I’m going to shrug my nature and be direct: Get your COVID-19 vaccine. Sure, you might be one of the tiny minority that shouldn’t (doubtful), but start from the assumption that you’re getting it and only then look for a reason to not (you probably won’t find one). That’s the alternative to looking for reasons to get it. We can’t afford to have anyone looking for reasons to get it. Just get it.
As an evidence-based medicine devotee, I celebrate people’s skepticism of new medications: the pharmaceutical industry’s proclivity for hyping a medication’s benefits, the mandatory but understated declaration of unwanted adverse effects, the blatant evasion for cost effectiveness considerations. But when it comes to this vaccine, it’s time for a different approach.
We must still hold manufacturers to a high standard — it’s our health and our lives, after all — but this time there’s enough shared interest between producers and consumers that we should rest easier. They want and need a healthy society, they’re aware the whole world is watching, and rather than shooting in the dark, they’re working off a solid foundation of the science of immunology.

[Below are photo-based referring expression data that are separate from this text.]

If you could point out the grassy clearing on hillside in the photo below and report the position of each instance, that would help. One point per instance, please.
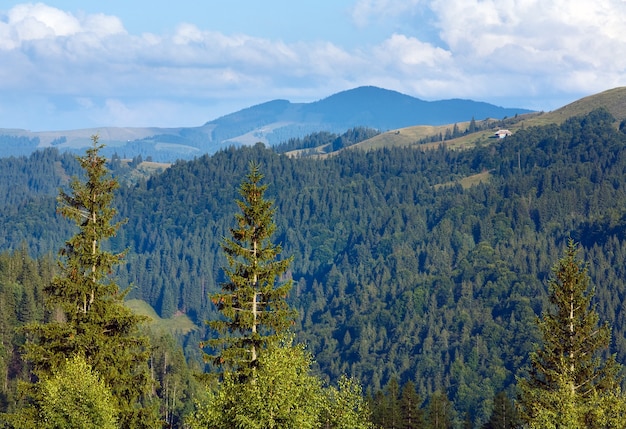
(469, 181)
(179, 324)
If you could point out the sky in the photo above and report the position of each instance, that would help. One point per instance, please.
(71, 64)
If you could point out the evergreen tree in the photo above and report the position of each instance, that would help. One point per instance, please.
(280, 394)
(567, 378)
(412, 414)
(87, 313)
(254, 307)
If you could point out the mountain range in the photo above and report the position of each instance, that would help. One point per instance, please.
(272, 122)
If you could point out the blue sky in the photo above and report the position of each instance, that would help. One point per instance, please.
(71, 64)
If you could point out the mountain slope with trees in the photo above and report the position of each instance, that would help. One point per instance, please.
(272, 122)
(399, 272)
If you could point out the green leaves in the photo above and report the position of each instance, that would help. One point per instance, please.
(90, 316)
(254, 308)
(568, 384)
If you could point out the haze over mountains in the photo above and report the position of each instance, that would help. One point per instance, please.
(271, 123)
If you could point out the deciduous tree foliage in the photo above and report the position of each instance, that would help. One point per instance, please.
(280, 394)
(254, 306)
(568, 379)
(73, 396)
(87, 313)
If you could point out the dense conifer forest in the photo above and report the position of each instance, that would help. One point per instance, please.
(408, 275)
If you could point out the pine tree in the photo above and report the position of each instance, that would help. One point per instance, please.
(567, 376)
(87, 315)
(504, 414)
(254, 306)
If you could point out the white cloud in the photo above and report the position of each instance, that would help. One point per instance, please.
(364, 11)
(481, 49)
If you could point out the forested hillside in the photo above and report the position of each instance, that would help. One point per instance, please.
(402, 270)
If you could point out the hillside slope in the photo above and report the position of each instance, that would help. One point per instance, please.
(271, 123)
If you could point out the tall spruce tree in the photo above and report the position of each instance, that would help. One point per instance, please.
(87, 316)
(569, 383)
(253, 304)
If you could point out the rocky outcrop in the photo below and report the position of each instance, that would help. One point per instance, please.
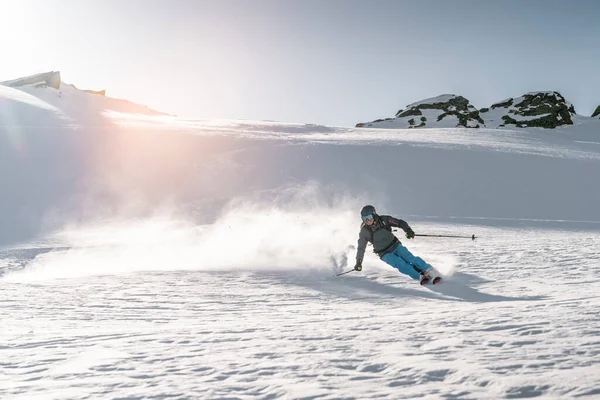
(536, 109)
(447, 110)
(47, 79)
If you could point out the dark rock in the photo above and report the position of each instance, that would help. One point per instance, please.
(539, 109)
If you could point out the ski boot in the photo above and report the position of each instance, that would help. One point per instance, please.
(424, 278)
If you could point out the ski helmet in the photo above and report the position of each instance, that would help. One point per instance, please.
(367, 210)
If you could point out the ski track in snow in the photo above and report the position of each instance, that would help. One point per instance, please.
(518, 318)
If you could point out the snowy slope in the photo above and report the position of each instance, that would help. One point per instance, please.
(145, 255)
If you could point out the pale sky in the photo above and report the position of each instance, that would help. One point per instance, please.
(328, 62)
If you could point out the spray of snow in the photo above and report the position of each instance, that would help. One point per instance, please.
(293, 231)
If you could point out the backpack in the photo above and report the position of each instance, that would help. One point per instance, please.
(378, 221)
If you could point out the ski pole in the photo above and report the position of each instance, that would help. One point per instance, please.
(344, 273)
(472, 237)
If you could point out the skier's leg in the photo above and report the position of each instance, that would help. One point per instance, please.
(409, 258)
(401, 265)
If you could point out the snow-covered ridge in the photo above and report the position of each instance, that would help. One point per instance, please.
(61, 103)
(51, 79)
(445, 111)
(544, 109)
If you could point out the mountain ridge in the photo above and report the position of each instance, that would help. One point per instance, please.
(541, 109)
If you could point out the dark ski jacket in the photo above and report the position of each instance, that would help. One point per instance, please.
(380, 235)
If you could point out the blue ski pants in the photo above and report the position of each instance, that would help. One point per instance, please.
(403, 260)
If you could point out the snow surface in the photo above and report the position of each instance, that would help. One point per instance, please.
(149, 256)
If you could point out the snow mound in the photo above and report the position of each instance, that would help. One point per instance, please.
(48, 92)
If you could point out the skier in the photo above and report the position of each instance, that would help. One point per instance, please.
(377, 229)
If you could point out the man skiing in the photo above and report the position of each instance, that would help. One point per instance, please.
(377, 229)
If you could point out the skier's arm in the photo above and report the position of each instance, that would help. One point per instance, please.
(363, 239)
(397, 223)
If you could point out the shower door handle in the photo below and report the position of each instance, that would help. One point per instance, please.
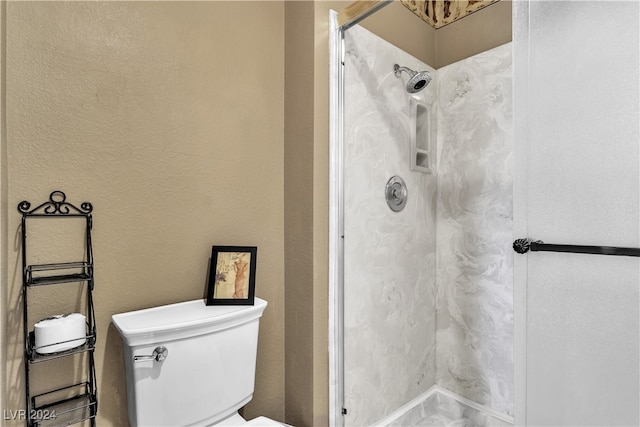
(159, 354)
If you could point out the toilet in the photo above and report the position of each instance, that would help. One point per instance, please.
(189, 364)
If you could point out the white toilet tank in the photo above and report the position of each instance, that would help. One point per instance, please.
(208, 371)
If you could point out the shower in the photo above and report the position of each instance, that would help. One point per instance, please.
(418, 80)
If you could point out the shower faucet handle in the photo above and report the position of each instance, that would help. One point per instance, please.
(159, 354)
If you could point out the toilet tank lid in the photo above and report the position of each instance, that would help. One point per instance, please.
(181, 320)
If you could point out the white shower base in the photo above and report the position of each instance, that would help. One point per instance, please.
(440, 407)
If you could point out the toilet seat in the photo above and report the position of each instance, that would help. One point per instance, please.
(264, 422)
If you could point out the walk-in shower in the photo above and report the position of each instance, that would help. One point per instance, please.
(434, 325)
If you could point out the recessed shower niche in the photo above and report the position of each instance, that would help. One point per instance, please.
(422, 133)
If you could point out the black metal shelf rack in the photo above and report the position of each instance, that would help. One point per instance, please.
(78, 402)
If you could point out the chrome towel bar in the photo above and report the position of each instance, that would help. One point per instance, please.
(523, 246)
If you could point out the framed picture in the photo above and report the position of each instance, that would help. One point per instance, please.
(232, 275)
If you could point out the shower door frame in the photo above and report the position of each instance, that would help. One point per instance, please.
(338, 24)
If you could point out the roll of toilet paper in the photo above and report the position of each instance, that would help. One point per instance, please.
(60, 333)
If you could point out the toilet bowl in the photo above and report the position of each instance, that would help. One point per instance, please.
(189, 364)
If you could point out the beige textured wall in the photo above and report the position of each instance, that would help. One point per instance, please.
(480, 31)
(168, 117)
(299, 220)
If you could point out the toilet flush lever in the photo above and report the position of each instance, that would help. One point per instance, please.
(159, 354)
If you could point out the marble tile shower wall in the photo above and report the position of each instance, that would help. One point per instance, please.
(390, 270)
(426, 305)
(475, 222)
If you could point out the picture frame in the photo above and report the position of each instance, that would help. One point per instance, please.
(232, 275)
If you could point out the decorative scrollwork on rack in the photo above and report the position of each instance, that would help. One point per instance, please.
(57, 205)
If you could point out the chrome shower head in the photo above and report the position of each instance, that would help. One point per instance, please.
(418, 80)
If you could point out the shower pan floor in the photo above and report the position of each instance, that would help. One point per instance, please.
(439, 407)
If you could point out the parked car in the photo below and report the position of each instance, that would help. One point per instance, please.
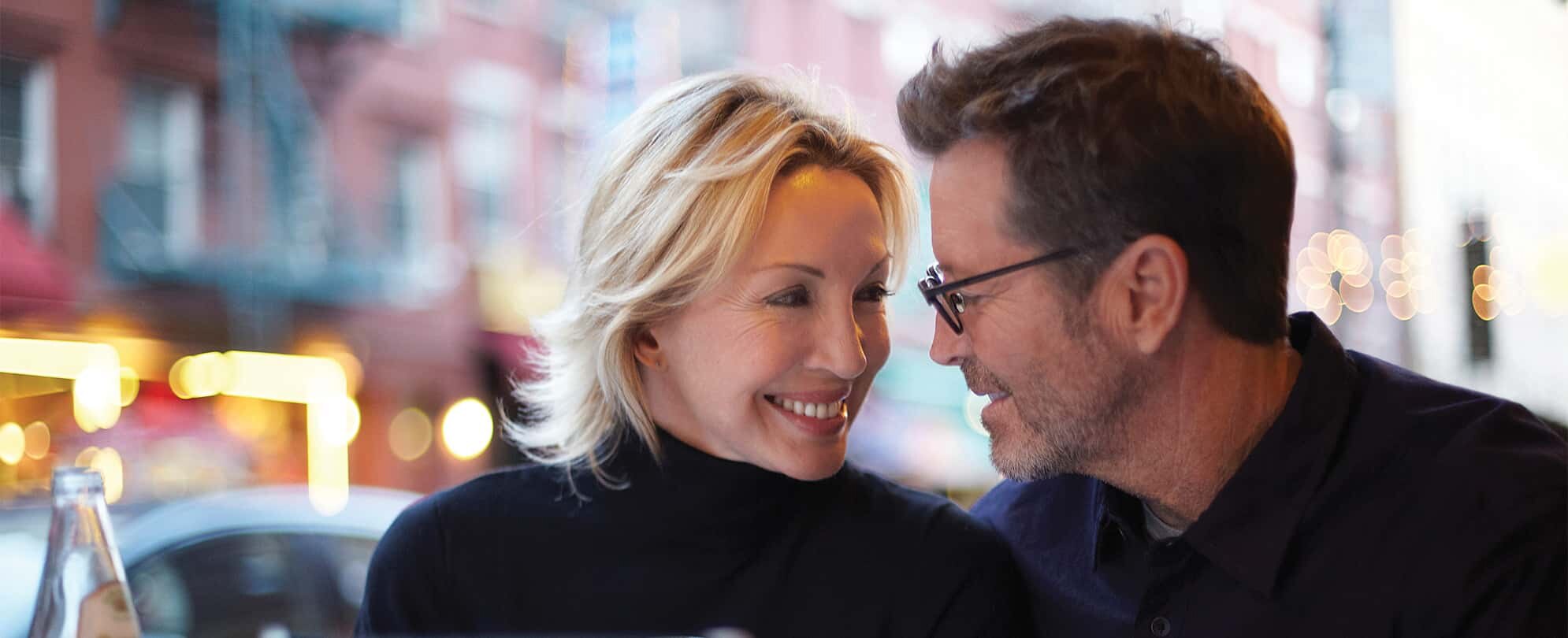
(247, 563)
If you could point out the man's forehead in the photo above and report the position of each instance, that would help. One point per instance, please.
(969, 193)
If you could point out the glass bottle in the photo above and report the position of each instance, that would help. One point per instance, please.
(82, 593)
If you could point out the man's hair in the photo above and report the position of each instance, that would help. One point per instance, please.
(1115, 131)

As always, I try to present these decisions as a balance between safety and efficacy. Only then can patients make as informed as possible a decision. This time, I might go into the safety aspects with a bit more detail… but not too much.
When it comes to safety — which comes in many shapes and sizes and for which there are many classification systems — one may lump it into two broad categories: side effects that hurt, and side effects that harm. Getting hurt isn’t fun, but it usually doesn’t last, and sometimes it’s even good for you (e.g., building toughness and resilience); being harmed, on the other hand, is almost certainly not a good thing, ever. By all accounts, these vaccines are highly associated with some hurt, and thankfully almost never any harm.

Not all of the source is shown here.